There are various saving strategies and tools that can support savings for future care while allowing children to maintain access to special needs government programs. These programs include Supplemental Security Income (SSI), Medicaid and related disability benefits.
One savings option available for those looking at estate planning solutions include a special needs trust. This fund can provide income throughout a child’s life via a savings account called an ABLE account. A special needs trust can be funded with savings and life insurance proceeds for the parents.
In order to obtain SSI and Medicaid benefits, an individual must qualify according to strict means testing.

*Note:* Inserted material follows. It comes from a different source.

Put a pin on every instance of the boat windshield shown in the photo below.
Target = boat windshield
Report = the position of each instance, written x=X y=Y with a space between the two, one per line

A person with a disability receiving these benefits cannot have more than $2,000 in assets or $735 in monthly income. However, a special needs trust is governed by a third party and funded by assets that do not belong to the person with a disability. This could include life insurance benefits or other family property. Since the assets do not belong to the beneficiary, they do not count against the mandatory limits.
ABLE accounts, on the other hand, help families to save while deferring taxes. Distributions from the accounts are tax-free so long as they are used for qualified expenses related to a disability. These accounts can be used to save up to $14,000 annually; the total amount of the account cannot exceed $100,000.
Parents who need help planning for children with special needs may want to discuss options with a lawyer. An attorney can advise and guide in the drafting of a special needs trust.